Home > Resources for Library Staff > Teaching Moments > How to Spot a Phishing Scam

Teaching Moment

How to Spot a Phishing Scam

Phishing refers to a popular type of scam that can occur by email, text message, or phone call. The message looks like it’s coming from a legitimate source — maybe an insurance provider, bank, or the IRS — and asks you to download a file or click on a link and provide your login credentials. If you share login information, the scammer can use it to access your account. Because of this, it’s important to carefully review any email potentially coming from one of your accounts. Here are some red flags to look out for:

  • Does the message create a sense of urgency? Does it state you need to reply now or your account will be locked until you respond? This is a common tactic in phishing scams to make you act without thinking.
  • Check the email address of the sender. Does it look legitimate?
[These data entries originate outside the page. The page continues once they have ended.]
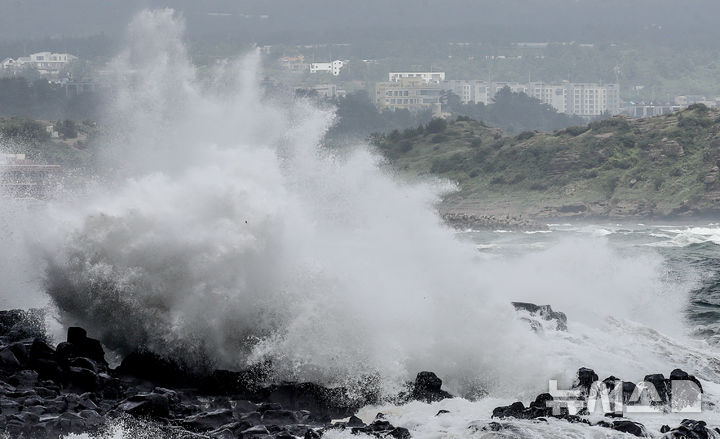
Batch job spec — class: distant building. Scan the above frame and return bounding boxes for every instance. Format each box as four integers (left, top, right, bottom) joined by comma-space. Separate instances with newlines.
310, 59, 345, 76
388, 72, 445, 84
295, 84, 347, 99
0, 154, 62, 198
675, 95, 720, 107
623, 102, 687, 118
375, 77, 443, 114
279, 55, 310, 72
2, 52, 78, 74
442, 80, 622, 117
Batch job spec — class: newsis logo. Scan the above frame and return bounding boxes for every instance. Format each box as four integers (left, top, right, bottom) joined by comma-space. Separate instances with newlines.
545, 380, 702, 416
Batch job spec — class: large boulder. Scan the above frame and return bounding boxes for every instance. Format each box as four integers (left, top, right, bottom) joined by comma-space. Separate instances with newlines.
57, 327, 108, 372
410, 371, 453, 402
115, 351, 191, 386
117, 393, 170, 418
662, 419, 720, 439
0, 309, 47, 343
512, 302, 567, 332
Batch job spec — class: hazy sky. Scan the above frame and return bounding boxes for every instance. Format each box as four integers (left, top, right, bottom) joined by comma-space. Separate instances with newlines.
0, 0, 720, 43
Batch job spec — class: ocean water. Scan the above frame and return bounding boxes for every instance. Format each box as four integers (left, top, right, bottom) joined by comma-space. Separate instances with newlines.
0, 10, 720, 438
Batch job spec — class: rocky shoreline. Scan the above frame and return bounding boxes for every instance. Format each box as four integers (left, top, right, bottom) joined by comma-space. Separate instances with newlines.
0, 310, 720, 439
442, 212, 549, 231
0, 310, 451, 439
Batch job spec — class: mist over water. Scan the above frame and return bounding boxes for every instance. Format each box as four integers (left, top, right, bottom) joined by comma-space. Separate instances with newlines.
35, 11, 540, 396
2, 10, 717, 402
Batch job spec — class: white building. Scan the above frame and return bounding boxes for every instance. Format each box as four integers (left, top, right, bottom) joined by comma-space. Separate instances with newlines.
310, 59, 345, 76
442, 80, 622, 117
388, 72, 445, 84
295, 84, 347, 99
375, 77, 443, 115
2, 52, 78, 74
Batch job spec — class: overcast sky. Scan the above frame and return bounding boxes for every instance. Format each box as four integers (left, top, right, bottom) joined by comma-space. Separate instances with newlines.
0, 0, 720, 44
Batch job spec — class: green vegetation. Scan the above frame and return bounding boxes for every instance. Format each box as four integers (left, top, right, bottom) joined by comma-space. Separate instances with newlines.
0, 77, 100, 120
0, 117, 98, 168
373, 105, 720, 217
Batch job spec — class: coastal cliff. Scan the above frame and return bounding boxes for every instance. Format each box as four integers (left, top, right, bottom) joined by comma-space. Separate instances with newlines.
373, 104, 720, 219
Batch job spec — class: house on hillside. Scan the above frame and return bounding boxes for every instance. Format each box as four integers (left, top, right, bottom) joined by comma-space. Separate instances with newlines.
0, 154, 62, 198
2, 52, 78, 75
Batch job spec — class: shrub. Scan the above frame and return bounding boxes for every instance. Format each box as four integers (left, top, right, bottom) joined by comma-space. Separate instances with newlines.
430, 134, 448, 143
516, 131, 535, 142
425, 118, 447, 133
397, 140, 412, 154
560, 125, 590, 137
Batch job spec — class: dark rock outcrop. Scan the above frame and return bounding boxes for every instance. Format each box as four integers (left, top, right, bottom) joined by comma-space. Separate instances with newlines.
410, 371, 453, 402
512, 302, 567, 332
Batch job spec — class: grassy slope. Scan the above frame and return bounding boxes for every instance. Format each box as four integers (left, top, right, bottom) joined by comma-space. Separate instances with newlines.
377, 106, 720, 217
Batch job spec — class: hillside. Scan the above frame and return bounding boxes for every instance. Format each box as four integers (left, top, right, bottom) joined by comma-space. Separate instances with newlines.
374, 105, 720, 218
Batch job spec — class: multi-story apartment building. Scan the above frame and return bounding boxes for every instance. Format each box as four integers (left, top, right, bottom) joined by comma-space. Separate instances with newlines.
388, 72, 445, 84
442, 80, 622, 117
375, 77, 444, 113
2, 52, 77, 74
310, 59, 345, 76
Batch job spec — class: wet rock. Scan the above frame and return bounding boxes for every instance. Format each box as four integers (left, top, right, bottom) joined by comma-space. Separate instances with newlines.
670, 369, 703, 393
240, 425, 270, 439
262, 410, 302, 425
8, 370, 38, 389
0, 348, 22, 373
512, 302, 567, 332
347, 415, 365, 427
50, 412, 88, 434
115, 352, 189, 386
643, 373, 670, 404
492, 401, 527, 419
661, 419, 717, 439
67, 367, 100, 392
230, 399, 258, 417
238, 412, 262, 425
65, 327, 108, 367
573, 367, 599, 394
207, 422, 252, 439
182, 409, 235, 432
351, 419, 411, 439
601, 420, 648, 437
623, 381, 637, 404
118, 393, 170, 418
410, 371, 453, 402
257, 383, 367, 419
0, 309, 46, 344
29, 339, 63, 382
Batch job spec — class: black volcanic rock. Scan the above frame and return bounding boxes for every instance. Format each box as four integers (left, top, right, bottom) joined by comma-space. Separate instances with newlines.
410, 371, 453, 402
58, 327, 108, 367
643, 373, 670, 404
115, 351, 189, 386
512, 302, 567, 332
0, 309, 46, 344
573, 367, 599, 393
661, 419, 720, 439
117, 393, 170, 418
670, 369, 703, 393
600, 420, 648, 437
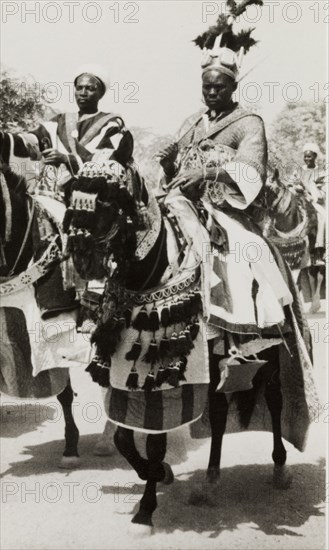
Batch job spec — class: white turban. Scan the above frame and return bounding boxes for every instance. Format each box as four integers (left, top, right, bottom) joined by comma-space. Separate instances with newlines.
303, 143, 320, 155
73, 64, 110, 97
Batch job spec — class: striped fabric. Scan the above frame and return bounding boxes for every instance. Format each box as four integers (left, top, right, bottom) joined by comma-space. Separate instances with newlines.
104, 384, 208, 433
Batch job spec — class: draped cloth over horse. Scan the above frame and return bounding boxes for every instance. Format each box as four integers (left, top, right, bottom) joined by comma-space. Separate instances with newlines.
67, 137, 317, 449
0, 136, 86, 398
15, 111, 128, 195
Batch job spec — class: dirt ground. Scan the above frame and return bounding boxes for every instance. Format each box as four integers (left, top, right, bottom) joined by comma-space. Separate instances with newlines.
0, 306, 328, 550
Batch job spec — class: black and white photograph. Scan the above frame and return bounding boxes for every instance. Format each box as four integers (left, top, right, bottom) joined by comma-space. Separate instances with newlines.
0, 0, 329, 550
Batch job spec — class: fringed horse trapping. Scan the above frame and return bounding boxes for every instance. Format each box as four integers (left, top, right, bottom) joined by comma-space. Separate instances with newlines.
64, 132, 317, 526
0, 133, 89, 467
264, 169, 326, 313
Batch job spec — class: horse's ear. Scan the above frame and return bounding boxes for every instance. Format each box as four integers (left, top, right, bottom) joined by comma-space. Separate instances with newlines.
112, 130, 134, 167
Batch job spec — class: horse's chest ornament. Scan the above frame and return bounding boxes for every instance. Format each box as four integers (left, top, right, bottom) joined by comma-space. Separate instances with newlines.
87, 268, 202, 391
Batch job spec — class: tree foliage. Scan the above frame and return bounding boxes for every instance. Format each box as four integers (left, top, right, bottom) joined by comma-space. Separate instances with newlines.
0, 70, 47, 132
131, 126, 173, 189
267, 101, 326, 172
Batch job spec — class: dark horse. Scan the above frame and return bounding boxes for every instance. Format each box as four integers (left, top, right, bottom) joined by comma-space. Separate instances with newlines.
0, 132, 79, 468
64, 132, 316, 526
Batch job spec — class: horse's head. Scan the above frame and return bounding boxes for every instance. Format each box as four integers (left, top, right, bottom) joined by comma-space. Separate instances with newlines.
63, 132, 150, 280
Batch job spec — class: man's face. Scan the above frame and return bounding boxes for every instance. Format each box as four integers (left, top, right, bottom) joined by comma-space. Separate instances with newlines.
202, 71, 237, 112
304, 151, 317, 168
75, 74, 103, 113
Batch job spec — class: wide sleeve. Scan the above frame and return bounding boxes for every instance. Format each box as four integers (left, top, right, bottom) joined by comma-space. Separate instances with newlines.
218, 115, 267, 210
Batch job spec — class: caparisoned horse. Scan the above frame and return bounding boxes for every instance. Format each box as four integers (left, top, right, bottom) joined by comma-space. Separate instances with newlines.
64, 132, 317, 527
0, 132, 79, 468
263, 169, 326, 313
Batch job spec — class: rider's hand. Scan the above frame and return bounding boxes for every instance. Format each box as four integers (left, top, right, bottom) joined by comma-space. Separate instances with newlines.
156, 143, 178, 174
42, 149, 67, 167
168, 169, 205, 200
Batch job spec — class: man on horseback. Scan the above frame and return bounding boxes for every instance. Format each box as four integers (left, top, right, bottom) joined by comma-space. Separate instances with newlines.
291, 143, 326, 313
159, 8, 292, 370
8, 65, 128, 203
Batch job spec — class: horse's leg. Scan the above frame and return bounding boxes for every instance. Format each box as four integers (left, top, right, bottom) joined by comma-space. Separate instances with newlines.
57, 382, 80, 468
114, 426, 148, 481
93, 420, 115, 456
261, 346, 291, 488
309, 266, 323, 313
132, 433, 169, 526
207, 340, 228, 483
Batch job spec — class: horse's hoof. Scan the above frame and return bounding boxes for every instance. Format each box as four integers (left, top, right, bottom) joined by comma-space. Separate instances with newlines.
160, 462, 175, 485
130, 510, 153, 536
93, 442, 115, 456
58, 456, 81, 470
207, 466, 220, 484
273, 465, 292, 490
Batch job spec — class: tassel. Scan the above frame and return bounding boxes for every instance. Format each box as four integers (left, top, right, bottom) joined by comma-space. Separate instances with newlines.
161, 305, 171, 328
184, 327, 194, 355
85, 356, 110, 388
189, 321, 200, 340
126, 340, 142, 361
155, 365, 168, 388
158, 338, 170, 359
190, 292, 202, 316
170, 302, 180, 325
143, 339, 158, 365
126, 367, 138, 390
149, 306, 160, 333
167, 363, 180, 388
124, 308, 133, 328
176, 330, 188, 355
132, 306, 149, 332
177, 300, 186, 323
63, 206, 73, 233
168, 332, 178, 357
142, 371, 155, 392
178, 357, 187, 382
183, 296, 192, 319
137, 202, 151, 230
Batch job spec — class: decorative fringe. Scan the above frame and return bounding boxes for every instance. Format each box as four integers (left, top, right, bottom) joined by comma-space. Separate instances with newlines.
178, 357, 187, 382
190, 292, 203, 316
167, 363, 180, 388
143, 339, 159, 365
126, 367, 138, 390
126, 340, 142, 361
167, 332, 179, 358
132, 306, 149, 332
161, 305, 171, 328
158, 338, 170, 359
149, 306, 160, 333
155, 365, 168, 388
124, 308, 133, 328
63, 206, 73, 233
184, 327, 194, 352
137, 202, 151, 230
189, 321, 200, 340
142, 371, 155, 392
85, 356, 110, 388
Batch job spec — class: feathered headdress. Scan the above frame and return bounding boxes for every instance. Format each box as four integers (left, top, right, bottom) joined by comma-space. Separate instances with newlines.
194, 0, 263, 80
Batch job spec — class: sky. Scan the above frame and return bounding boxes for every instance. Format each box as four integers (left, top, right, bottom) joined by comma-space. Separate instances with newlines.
1, 0, 329, 134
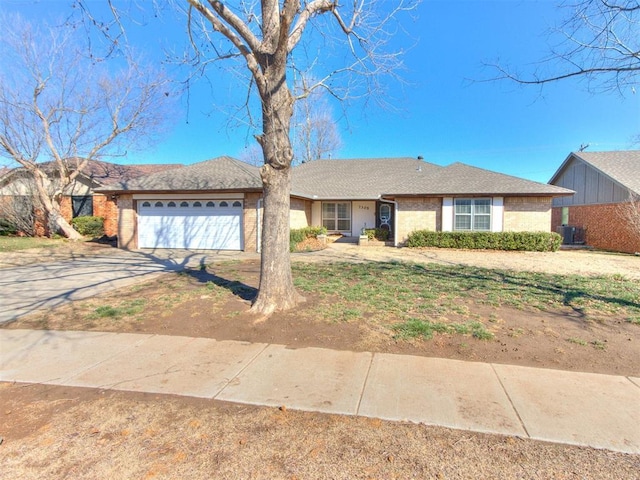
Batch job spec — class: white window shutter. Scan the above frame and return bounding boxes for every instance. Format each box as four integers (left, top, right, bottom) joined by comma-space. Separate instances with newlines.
442, 197, 453, 232
491, 197, 504, 232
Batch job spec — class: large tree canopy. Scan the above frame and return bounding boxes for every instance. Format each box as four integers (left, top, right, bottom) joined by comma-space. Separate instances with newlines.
0, 15, 170, 238
494, 0, 640, 93
80, 0, 419, 316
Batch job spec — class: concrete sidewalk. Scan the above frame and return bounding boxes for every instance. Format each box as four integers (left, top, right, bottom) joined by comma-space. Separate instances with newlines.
0, 330, 640, 454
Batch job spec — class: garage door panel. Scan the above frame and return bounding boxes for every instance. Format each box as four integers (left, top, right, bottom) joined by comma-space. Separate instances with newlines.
138, 201, 242, 250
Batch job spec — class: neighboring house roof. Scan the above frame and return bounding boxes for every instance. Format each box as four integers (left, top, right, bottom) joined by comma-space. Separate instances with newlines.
100, 156, 262, 192
82, 160, 183, 185
292, 158, 573, 200
0, 160, 183, 187
549, 150, 640, 195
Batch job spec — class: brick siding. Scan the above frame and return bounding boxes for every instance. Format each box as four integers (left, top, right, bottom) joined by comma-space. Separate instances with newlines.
552, 203, 640, 253
93, 194, 118, 237
243, 193, 262, 252
502, 197, 552, 232
118, 195, 138, 250
396, 197, 442, 245
289, 198, 311, 228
Are there spelling mistakes (e.g., missing or additional letters) or have a lot of extraneous letters?
  • If there’s a link in the message, don’t click on it! Hover over it on a computer to see the full URL.  If you do want to check your account, open a new tab, enter the URL and log in.
  • Don’t download any attachments in a suspicious email. It could contain malware that compromises your device.
  • When in doubt, call the company at a number listed on an official website, and ask about the message. 
  • Check out the Federal Trade Commission’s website for more tips on how to recognize and avoid phishing scams.